The book is in five chapters that take on five points of view, none of them flattering to the authorities or offering a viable solution to the problem of limited range.  The present standing  bison-management agreement in force is due to expire in 2015, so it’s time to start thinking and campaigning.   
The first chapter explains how Brister got involved, since he is from back east, and sets up his poetic metaphor of collecting buffalo fur from barbed wire snags in order to make a hat from it.  This is associated with a vision involving his mother.  The second explains how in 1997 he came to be in the field, actually chasing the buffs through the snow, though much of his work has been in an office, doing publicity and so on.  The third relates buffalo mysticism to Sioux Indian beliefs and the fourth sketches the wickedness of the open range years of the American plains.  The fifth goes back to the personal intervention of people emotionally dedicated to this big iconic beast.
Brister doesn’t tell lies -- he just leaves a lot out.  In 92 pages one could hardly begin to address the complexity and ambiguity of this situation.  One of the problems is pinning down brucellosis, also known as “undulant fever,” which is quite real and not trivial.  At an early ASLE conference Barney Nelson, an expert on the matter, brought along a Crow Indian rancher named Small (who was not small in any sense!) to describe what it was like for a human to catch the disease from skinning a donated shot animal.  He spent the whole winter flattened on his sofa, fighting fever, fatigue, aching, etc.  Yet the more romantic at the meeting insisted that brucellosis was an invented disease, made up as an excuse to kill the bison.
Another issue that is slippery, because it is “science” and yet political, is the objection to cow genes being in buffalo, since they will mate with domestic bovines, which has been happening since early days.  The government maintains herds of buffalo that have been culled for animals with cow genes, but so far as I know none of the tribal herds have been tested this way.   Maybe it’s not surprising, considering what would happen if every Blackfeet were tested for Euro-genes and killed if they were found.  I often pass the Blackfeet herd which is kept along the highway on the approach to East Glacier.
When a rancher near here raised a sizable herd of buffs for sale to restaurants where people surrender their admiration for bison in order to eat buffalo burgers, no one went over to insist they be tested for purity nor did anyone risk serious injury to protect them.  To be fair, no one did that on behalf of the cows either.  These issues are compartmented, but they just about have to be in order to think about them.  In the end the rancher went back to cows because there was more money in them.
This book is considered here because the Valier librarian asked me to take a look.  A person named K.H. Brandt in Florida with the nicely oxymoronic email monicker of “Turtle on the Wing” was enough in sympathy with the issue to send copies to the Montana public libraries.  He won’t find as many romantics in Valier as in Missoula, but that’s natural.  Even ecological.
This bull was VERY angry: pissing, drooling, bellowing, compressed into a spring.
That's me just above his hump.  He did NOT smell like anyone's mother.

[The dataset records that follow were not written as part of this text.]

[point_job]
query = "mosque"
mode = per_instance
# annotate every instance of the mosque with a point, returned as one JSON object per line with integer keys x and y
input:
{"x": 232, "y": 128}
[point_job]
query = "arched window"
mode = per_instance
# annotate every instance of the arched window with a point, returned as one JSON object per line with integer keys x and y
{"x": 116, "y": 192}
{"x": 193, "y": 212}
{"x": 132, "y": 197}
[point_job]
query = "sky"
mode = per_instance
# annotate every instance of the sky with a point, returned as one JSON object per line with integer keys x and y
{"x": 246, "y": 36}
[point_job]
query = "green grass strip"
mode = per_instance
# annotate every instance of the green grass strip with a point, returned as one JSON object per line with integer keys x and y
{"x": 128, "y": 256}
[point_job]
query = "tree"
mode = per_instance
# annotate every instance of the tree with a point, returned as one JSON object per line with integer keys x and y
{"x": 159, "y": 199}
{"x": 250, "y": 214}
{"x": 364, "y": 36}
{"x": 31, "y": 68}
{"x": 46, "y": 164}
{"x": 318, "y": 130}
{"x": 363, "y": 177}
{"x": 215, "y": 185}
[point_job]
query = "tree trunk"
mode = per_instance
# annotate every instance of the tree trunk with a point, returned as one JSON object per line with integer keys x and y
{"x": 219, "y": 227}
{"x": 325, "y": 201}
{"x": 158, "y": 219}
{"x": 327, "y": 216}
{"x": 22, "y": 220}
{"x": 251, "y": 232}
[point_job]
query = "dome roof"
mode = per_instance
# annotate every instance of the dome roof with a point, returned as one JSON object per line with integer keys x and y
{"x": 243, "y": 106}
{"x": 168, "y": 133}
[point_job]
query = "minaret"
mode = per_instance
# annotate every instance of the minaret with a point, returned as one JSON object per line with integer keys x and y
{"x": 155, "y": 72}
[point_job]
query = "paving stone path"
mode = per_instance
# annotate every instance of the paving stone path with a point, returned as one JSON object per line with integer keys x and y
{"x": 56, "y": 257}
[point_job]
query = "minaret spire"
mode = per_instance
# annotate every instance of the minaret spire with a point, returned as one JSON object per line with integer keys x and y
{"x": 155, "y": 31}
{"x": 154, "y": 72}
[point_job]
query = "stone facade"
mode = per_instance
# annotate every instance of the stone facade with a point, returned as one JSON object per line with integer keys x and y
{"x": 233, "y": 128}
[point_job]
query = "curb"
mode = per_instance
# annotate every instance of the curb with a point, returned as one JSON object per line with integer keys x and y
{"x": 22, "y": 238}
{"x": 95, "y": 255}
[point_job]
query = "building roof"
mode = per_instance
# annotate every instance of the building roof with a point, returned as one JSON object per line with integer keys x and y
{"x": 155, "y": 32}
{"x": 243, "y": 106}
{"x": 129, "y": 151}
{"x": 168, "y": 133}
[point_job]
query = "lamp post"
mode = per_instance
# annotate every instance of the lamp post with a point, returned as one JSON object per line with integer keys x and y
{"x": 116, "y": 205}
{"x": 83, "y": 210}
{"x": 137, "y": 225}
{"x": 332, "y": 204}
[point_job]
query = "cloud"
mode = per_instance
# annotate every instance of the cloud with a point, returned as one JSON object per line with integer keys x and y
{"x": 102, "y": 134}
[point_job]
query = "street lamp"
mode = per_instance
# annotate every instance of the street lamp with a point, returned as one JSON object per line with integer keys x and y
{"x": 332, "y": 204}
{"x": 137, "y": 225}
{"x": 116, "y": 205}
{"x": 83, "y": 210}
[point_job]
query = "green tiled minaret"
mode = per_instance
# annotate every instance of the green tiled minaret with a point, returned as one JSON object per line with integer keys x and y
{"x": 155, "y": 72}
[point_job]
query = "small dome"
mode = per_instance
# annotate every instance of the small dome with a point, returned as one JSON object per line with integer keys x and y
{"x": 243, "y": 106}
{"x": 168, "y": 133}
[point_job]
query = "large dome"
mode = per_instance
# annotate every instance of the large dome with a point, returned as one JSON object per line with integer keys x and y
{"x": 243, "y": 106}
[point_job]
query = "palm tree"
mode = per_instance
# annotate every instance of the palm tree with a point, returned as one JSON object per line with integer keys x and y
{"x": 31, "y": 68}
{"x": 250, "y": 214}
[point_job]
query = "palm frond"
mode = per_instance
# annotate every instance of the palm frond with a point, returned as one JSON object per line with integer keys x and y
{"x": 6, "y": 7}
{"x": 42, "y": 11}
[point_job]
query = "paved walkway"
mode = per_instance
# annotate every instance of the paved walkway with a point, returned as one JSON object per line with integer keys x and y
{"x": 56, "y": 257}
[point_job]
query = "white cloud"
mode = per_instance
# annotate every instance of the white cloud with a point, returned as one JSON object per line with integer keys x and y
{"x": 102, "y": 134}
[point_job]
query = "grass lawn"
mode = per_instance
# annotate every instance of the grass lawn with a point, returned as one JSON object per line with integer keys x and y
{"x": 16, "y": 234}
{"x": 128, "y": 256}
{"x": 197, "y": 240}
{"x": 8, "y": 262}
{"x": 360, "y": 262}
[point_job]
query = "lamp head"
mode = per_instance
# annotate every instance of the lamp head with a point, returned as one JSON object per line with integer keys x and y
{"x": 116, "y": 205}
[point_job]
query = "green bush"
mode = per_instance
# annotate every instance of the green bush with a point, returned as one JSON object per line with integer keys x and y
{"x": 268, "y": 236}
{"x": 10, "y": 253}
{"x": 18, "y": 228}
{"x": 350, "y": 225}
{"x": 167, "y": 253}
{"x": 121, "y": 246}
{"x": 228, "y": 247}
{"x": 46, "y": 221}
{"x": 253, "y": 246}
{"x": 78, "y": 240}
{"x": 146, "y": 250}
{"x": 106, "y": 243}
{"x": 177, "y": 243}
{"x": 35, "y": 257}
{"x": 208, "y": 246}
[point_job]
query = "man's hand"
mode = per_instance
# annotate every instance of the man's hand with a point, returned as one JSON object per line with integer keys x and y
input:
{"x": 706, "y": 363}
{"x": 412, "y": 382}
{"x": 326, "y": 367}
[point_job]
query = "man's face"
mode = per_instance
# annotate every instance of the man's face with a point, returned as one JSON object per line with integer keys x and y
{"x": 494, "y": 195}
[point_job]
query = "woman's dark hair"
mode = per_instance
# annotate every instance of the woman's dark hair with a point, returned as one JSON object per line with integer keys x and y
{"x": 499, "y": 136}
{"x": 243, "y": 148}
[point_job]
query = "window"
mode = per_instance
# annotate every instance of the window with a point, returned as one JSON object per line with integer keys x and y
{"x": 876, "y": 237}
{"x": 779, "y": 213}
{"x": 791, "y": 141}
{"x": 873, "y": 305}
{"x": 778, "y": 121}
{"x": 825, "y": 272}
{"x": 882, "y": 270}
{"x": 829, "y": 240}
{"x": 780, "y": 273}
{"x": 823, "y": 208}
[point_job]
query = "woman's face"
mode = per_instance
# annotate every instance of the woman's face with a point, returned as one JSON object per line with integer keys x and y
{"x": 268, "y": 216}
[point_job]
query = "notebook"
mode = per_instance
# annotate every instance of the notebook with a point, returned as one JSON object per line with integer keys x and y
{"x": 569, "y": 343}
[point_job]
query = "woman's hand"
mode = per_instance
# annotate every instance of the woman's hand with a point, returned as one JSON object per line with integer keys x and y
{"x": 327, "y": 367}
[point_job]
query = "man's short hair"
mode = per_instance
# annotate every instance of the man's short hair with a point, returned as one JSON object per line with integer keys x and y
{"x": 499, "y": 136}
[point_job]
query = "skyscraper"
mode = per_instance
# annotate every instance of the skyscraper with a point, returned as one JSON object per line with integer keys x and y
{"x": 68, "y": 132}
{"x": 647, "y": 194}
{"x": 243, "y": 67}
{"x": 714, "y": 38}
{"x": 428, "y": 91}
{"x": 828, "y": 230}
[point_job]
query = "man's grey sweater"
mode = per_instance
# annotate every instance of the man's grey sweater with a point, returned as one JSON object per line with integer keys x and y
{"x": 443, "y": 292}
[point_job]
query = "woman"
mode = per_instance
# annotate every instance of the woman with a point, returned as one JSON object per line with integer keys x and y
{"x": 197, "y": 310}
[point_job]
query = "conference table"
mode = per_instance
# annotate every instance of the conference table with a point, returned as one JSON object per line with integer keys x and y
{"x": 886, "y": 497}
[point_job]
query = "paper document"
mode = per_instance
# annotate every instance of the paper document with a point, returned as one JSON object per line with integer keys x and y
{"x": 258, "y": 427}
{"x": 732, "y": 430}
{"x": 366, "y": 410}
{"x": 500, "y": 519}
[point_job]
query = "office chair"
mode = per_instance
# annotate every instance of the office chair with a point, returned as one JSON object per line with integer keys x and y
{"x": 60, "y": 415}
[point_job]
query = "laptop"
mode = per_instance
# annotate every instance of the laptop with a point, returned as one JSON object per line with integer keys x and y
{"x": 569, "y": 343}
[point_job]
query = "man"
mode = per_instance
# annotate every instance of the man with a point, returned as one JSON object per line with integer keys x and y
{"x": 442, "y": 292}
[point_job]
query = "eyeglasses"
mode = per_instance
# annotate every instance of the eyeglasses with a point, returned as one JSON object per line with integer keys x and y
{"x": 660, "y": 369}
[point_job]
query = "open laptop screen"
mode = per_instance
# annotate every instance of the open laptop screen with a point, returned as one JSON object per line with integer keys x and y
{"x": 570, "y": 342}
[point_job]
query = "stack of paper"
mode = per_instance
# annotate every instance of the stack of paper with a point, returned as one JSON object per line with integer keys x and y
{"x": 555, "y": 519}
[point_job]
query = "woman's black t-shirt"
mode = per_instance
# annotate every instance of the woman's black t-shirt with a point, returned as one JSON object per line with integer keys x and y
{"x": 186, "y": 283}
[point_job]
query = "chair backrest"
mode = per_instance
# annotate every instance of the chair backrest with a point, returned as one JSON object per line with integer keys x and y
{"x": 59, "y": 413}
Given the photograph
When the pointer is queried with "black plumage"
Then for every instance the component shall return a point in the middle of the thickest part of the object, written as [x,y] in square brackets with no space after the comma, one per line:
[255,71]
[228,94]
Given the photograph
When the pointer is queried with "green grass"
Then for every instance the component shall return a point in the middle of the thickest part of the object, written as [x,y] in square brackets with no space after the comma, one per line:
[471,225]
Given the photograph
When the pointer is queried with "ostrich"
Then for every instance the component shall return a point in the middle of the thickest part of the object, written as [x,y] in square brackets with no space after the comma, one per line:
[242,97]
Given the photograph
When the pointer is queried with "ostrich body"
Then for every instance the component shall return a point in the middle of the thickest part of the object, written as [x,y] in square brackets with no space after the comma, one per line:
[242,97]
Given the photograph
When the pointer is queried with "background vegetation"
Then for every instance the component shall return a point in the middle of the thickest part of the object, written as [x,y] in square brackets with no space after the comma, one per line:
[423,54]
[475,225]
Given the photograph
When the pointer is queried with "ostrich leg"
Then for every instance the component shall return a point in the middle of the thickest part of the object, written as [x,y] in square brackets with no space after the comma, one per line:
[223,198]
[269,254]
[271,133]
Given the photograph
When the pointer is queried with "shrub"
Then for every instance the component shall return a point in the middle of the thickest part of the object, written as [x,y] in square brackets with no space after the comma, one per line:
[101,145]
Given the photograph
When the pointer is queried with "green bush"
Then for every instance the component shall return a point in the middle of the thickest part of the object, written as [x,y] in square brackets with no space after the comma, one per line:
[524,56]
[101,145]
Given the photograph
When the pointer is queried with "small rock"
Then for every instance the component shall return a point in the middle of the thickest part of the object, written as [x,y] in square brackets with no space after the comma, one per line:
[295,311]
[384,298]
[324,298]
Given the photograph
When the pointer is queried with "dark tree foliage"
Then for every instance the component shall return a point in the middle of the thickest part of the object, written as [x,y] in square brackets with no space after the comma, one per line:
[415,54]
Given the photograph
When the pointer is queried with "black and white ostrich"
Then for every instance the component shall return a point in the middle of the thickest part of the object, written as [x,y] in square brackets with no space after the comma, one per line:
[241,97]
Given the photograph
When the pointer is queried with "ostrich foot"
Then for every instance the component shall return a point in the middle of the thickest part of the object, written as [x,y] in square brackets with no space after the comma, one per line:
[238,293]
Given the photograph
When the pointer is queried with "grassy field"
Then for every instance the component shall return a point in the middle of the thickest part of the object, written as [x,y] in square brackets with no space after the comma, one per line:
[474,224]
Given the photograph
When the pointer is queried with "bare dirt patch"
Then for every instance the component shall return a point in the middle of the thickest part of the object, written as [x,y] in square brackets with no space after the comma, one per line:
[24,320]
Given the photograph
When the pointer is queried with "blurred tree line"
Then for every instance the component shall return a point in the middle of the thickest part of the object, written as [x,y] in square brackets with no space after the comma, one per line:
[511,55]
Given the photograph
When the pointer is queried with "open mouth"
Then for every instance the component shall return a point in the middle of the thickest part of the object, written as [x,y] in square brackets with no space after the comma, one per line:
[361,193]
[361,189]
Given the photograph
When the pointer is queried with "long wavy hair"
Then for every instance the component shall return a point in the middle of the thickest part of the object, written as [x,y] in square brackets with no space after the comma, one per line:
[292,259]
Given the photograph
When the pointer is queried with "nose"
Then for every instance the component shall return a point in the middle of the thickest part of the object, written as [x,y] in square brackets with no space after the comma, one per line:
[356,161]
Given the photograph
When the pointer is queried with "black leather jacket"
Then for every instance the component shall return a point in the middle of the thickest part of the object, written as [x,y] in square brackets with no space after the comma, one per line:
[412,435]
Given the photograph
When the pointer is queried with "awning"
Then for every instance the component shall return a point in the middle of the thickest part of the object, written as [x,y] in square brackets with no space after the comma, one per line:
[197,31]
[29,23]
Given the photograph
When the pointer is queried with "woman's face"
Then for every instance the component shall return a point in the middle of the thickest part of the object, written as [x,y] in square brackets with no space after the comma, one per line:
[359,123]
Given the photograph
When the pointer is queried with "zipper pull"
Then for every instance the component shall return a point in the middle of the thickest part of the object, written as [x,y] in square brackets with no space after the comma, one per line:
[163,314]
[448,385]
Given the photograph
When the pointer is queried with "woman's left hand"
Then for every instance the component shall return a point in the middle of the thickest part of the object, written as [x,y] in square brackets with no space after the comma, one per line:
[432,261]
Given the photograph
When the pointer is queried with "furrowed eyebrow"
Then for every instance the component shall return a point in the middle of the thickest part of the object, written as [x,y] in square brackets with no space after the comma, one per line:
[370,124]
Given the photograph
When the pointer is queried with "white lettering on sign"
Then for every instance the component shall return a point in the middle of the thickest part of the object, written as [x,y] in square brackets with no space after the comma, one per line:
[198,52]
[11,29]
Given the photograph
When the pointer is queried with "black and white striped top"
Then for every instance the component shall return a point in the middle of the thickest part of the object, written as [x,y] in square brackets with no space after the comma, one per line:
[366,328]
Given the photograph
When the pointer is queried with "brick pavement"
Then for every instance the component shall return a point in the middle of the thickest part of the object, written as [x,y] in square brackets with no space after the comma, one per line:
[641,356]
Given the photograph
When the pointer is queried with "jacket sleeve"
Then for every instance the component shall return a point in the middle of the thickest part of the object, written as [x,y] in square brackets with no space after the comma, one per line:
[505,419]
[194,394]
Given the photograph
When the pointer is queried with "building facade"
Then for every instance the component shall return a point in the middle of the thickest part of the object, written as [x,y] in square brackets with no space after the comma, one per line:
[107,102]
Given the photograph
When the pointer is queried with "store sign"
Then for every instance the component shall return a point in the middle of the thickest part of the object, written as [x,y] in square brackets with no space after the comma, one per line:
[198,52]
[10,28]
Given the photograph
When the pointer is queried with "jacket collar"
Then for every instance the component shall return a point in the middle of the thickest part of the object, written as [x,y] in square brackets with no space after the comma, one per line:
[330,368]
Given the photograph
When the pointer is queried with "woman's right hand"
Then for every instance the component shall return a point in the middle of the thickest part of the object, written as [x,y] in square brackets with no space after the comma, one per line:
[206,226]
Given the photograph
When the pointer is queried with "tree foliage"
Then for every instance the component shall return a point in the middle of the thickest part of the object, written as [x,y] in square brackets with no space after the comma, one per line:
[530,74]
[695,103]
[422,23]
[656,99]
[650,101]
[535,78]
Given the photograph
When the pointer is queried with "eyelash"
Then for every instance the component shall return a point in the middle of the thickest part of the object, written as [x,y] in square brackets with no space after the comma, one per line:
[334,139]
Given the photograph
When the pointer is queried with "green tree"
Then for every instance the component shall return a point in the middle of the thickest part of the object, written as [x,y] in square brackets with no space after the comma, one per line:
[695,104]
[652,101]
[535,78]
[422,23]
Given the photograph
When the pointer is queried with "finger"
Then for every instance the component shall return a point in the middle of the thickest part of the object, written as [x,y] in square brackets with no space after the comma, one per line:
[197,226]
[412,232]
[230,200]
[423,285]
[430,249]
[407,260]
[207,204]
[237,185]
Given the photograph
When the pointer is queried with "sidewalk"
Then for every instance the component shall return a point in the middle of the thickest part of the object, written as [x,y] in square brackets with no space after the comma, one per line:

My relationship with buffalos goes back to when I was 21, new on the Blackfeet Reservation.  Since I was working with Bob Scriver in his Scriver Museum of Montana Wildlife, an offshoot of his shop and studio, I put my hands on a bull buffalo every day -- he was standing in the museum, a casualty of a duel to the death with another bull.  We rode in the Moiese buffalo roundup for several years and at one point I even tried to turn  back a whole herd of buffs -- or rather my horse did.  I just went along for the ride, a kind of shrieker, futilely waving my hat.  The animals were not rounded up to be killed, necessarily, but to be counted, branded, given shots, live-sold to ranchers.  We didn’t cull for purity in 1962.  We just tried not to be killed ourselves.  
This is me feeding apples to the two orphaned pets of the Moiese range.  You had to watch out for the little buff because she would sneak up behind you and butt you in the butt so you went flat on your face.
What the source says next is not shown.